But I held my breath and I kicked my feet and I moved my arms around.
Eleven more things I know now that I didn't know then:
(As always, when I say "you" here, it's the first-person singular "you," and I really mean "me.")
1. You can never possibly do enough research. That's okay: most people can't be arsed to google. And even stuff you are right about, somebody's gonna go "I totally don't buy that."
2. The more random crap you pack into your head, the better the art will be. You can make soup out of asbestos and the lingering memories of the romance novels you read in high school for the dirty bits, but it will be a thin soup indeed.
3. The creative engine doesn't care if you feed it Twinkies or filet mignon. It will produce as long as it is packed. However, if you feed it nothing but Twinkies... you will get Twinkie soup. Which is okay if you like Twinkies that much, but maybe try a little Ovid and see what happens, eh?
4. On the other hand, a diet of nothing but filet is likely to cause you to produce nothing but hard little pellets, and that with much straining. Aim for Twinkie/filet balance, I'd say. And some carrots. Carrots are always good. Woody, but good.
5. This is a hard concept to explain, but I'm going to try it anyway. I've only just about gotten it sorted myself. See, people like art because it's fun. Except for a few wrong-headed self-punishing Puritan individuals who think art is penance.
The subversive thing here is that, in being fun, it can also be thoughtful. And sometimes enlightening. Which is not to say pedantic. It tends to become laughable when it's message-oriented, but what it can do very well is illuminate things in new ways.

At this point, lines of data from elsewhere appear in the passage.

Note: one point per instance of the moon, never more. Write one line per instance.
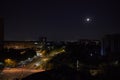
(88, 19)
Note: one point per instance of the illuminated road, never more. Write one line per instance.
(39, 62)
(12, 73)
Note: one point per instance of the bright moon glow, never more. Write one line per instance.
(87, 19)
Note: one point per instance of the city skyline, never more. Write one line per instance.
(59, 20)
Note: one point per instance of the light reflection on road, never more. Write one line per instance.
(12, 73)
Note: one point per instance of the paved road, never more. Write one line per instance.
(12, 73)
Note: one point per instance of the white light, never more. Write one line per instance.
(87, 19)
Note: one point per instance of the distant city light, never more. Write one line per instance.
(91, 54)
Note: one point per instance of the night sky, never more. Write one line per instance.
(59, 20)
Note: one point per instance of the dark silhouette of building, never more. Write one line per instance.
(1, 33)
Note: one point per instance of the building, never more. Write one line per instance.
(1, 33)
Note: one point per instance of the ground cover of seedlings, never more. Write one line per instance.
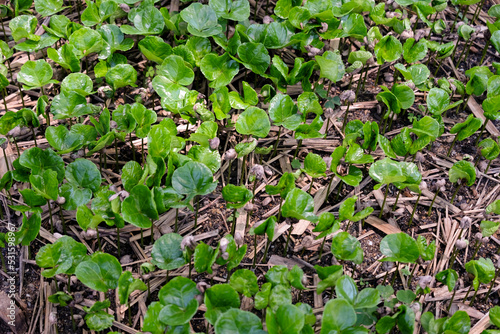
(250, 167)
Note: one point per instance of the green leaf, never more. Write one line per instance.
(299, 205)
(193, 179)
(448, 277)
(121, 75)
(152, 322)
(331, 66)
(254, 56)
(28, 230)
(220, 70)
(166, 253)
(204, 257)
(337, 316)
(314, 165)
(238, 322)
(287, 319)
(462, 170)
(147, 20)
(101, 272)
(45, 184)
(238, 10)
(139, 208)
(62, 256)
(253, 121)
(283, 112)
(388, 49)
(24, 26)
(346, 247)
(84, 174)
(245, 282)
(467, 128)
(201, 19)
(399, 247)
(35, 74)
(86, 41)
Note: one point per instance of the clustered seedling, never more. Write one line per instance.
(212, 107)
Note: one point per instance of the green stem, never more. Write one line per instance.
(414, 209)
(345, 116)
(321, 248)
(98, 238)
(275, 144)
(287, 241)
(452, 145)
(485, 50)
(197, 198)
(455, 193)
(397, 198)
(118, 239)
(432, 203)
(491, 286)
(482, 130)
(51, 220)
(451, 300)
(265, 251)
(383, 204)
(254, 250)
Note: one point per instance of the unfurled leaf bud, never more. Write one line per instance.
(461, 243)
(60, 200)
(230, 154)
(465, 222)
(258, 171)
(124, 7)
(347, 96)
(424, 281)
(214, 143)
(188, 242)
(238, 239)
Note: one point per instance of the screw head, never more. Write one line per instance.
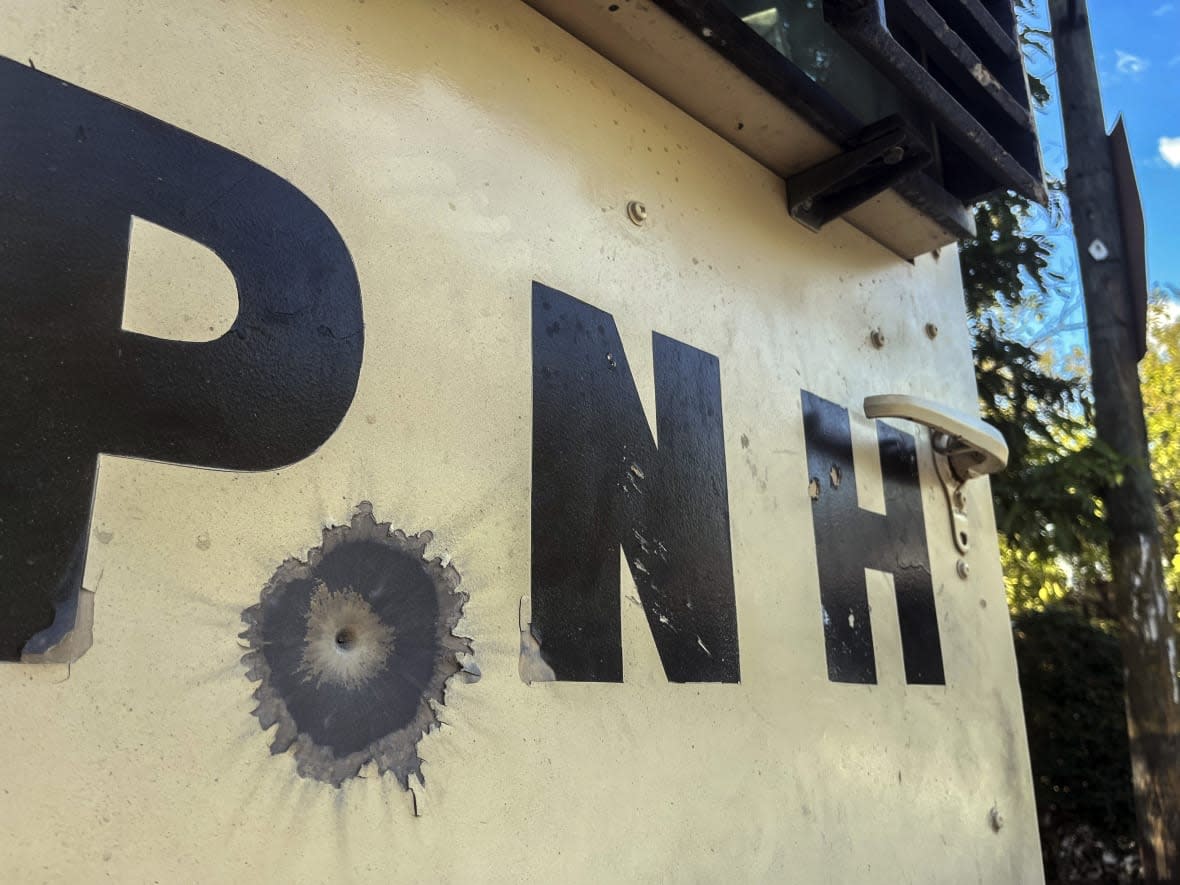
(996, 819)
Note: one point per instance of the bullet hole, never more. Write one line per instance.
(353, 648)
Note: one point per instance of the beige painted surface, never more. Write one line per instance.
(464, 150)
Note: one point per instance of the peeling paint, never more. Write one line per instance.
(532, 666)
(353, 649)
(76, 642)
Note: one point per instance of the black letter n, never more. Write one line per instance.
(598, 482)
(850, 539)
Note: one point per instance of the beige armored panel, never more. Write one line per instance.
(428, 453)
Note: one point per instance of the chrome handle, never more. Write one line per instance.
(964, 447)
(974, 447)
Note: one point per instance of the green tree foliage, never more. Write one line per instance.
(1070, 670)
(1160, 382)
(1047, 500)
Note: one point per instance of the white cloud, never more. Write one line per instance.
(1169, 149)
(1131, 64)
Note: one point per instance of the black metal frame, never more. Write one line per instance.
(984, 116)
(736, 43)
(961, 43)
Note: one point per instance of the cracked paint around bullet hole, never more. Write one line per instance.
(353, 648)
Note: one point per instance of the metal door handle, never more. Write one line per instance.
(974, 447)
(963, 446)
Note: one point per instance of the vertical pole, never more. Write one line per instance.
(1147, 622)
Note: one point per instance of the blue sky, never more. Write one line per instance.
(1138, 46)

One of the joys of really good photography, for example, is that it can force even a non-artist to see with an artist's eye. To see negative space, and light and shadow, and form, and all those things that most of us skip over because we percieve in symbols rather than actuality.
And I think ideally what you do, is you do something *fun* that also has texture and depth. By fun I don't necessarily mean lowest-common-denominator, because lord knows I have no patience for that. But once you've found your audience, you have hopefully found people whose sense of fun is somewhat similar to your own. And you can slip King Lear in between the penis jokes.
Er. So to speak.
I think if you lose that sense of fun, you lose your audience. (The example that leaps to mind here is Lenny Bruce. Why yes, I'm interdisciplinary.)

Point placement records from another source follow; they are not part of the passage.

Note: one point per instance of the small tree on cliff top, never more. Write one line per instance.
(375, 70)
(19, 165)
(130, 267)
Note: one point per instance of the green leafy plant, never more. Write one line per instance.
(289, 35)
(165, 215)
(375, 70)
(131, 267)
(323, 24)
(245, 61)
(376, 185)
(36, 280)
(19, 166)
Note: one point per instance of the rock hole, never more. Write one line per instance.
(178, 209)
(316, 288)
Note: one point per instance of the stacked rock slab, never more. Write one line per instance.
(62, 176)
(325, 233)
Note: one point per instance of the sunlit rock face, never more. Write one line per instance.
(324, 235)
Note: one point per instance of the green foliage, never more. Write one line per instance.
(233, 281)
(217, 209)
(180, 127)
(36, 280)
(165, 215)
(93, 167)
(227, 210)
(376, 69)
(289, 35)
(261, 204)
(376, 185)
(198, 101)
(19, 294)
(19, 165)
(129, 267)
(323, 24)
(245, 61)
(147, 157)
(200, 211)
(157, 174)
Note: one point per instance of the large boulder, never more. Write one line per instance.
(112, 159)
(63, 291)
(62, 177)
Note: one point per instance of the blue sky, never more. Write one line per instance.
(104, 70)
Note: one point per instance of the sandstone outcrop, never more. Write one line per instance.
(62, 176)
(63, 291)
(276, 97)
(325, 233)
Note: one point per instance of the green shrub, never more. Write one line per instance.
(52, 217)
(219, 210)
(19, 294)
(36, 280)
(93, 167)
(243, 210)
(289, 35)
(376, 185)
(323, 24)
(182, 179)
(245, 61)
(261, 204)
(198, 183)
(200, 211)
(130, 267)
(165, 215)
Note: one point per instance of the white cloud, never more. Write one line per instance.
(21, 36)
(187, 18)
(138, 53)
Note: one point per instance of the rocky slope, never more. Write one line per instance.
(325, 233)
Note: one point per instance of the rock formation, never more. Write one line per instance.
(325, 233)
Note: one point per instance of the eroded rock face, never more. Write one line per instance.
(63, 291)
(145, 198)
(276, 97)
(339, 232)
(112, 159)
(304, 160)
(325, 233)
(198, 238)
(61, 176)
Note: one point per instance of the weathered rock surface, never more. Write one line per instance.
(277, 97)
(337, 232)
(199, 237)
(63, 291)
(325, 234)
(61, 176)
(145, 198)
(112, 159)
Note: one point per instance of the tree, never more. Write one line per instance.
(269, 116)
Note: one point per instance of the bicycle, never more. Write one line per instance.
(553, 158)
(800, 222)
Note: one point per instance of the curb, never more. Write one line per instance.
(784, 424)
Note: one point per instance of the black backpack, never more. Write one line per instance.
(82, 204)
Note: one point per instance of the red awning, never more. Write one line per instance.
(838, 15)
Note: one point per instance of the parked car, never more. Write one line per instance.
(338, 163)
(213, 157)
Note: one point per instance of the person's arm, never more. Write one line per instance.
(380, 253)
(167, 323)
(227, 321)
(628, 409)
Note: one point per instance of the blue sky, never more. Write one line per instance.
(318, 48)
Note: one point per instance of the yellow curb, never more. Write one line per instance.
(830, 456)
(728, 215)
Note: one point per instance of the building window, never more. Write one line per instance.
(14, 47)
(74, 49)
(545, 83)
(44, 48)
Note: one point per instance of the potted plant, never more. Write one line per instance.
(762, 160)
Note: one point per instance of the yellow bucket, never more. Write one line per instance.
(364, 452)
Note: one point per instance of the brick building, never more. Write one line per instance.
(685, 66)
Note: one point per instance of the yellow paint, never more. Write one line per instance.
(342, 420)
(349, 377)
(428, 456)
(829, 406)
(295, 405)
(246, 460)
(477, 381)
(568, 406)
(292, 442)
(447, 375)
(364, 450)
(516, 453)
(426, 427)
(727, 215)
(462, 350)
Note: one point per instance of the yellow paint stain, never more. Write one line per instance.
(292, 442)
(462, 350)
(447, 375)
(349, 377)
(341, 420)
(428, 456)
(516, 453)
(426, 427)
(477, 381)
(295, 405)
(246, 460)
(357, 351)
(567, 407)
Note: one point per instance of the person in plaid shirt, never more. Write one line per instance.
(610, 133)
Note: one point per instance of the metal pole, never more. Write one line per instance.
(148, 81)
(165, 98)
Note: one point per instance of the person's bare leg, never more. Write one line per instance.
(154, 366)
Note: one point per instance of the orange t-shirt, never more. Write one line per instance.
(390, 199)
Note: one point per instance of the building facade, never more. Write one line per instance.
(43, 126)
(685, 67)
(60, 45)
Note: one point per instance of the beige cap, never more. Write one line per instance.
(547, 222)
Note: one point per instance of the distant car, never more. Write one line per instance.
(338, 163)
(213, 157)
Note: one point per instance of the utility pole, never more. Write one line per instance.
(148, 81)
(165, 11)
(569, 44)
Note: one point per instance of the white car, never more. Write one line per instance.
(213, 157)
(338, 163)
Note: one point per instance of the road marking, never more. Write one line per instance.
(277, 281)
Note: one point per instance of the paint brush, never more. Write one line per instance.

This ties back into that crotch-grabbing thing blogged extensively the other week, too. Because the artful crotch-grab not only serves to shock and entertain and punctuate, but it's got a little thematic depth of its own.

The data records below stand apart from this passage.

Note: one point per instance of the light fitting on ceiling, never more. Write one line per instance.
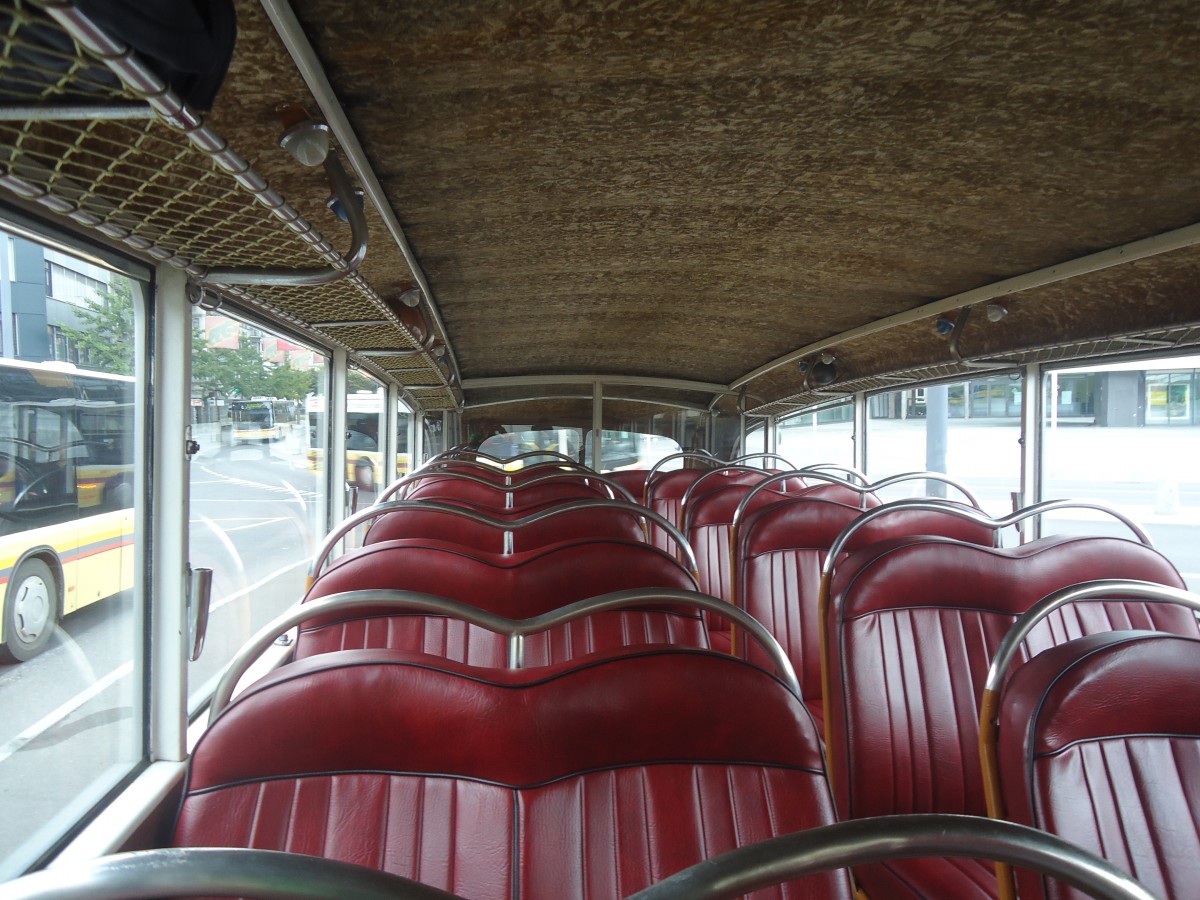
(304, 137)
(412, 297)
(821, 372)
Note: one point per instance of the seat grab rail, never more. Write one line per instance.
(507, 525)
(514, 629)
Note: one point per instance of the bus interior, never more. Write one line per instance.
(555, 449)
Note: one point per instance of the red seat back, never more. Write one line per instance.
(780, 553)
(1101, 745)
(664, 495)
(633, 480)
(516, 586)
(583, 781)
(514, 499)
(912, 628)
(568, 526)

I refer you to Anthony Burgess and A Clockwork Orange. There's a hell of a lot of crotch-grabbing in that book. But it's not gratuitous crotch-grabbing. (And how often do you get to write a sentence like that?)
Shock for its own sake is kind of boring, frankly. Shock in service of something else is kind of cool.
6. The other trick to making this work is what jaylake, last night, called "smiling at the strippers." Entertainment is a collusion. It's communication. You agree to be bamboozled, and I agree to bamboozle you with style. And neither of us takes the transaction too seriously, because that is where creepy or pretentious begins.
You have to be able to catch the audience's eye and give them a wink. Otherwise, you may be in danger of becoming an Artiste. And that way lies lolling about on the couch with a bag of frozen peas on your eyes, moaning "Woe is my misunderstood genius! Woe!"
7. However, not taking myself too seriously as an entertainer and an artist does not mean not taking the art seriously.
8. There are other purposes for that crotch grab. If that's what my right hand is doing, my left hand is off most people's radar.
Yes. It is a magic trick. And the real joy for me is being able to explain how I do it, and then pull it off anyway. I like Penn & Teller, yanno?
9. People who have learned which hand to watch are very hard to fool. They have to collude even harder, and more consciously, for the entertainer/audience relationship to work. On the other hand, when they are willing to do the work, they are the best audiences around.
10. Learning to see like an artist changes and alienates one. This is one of the reasons why it's important not to take this shit too seriously. Because in some respect, you're just some fool up here humping your microphone, and that's pretty bloody ridiculous any way you look at it.
There's this fine line between acknowledging one's own foolishness as one rolls around in a meat bikini, and being too embarrassed to commit.
And you have to commit.
Also, most people are not paying attention. (If you ever need a graphic illustration of this, go check out www.songmeanings.net and browse around a bit in the comments.)
But that's okay too; that's part of the magic trick.
I don't need to walk on water when I know that I can run on wine.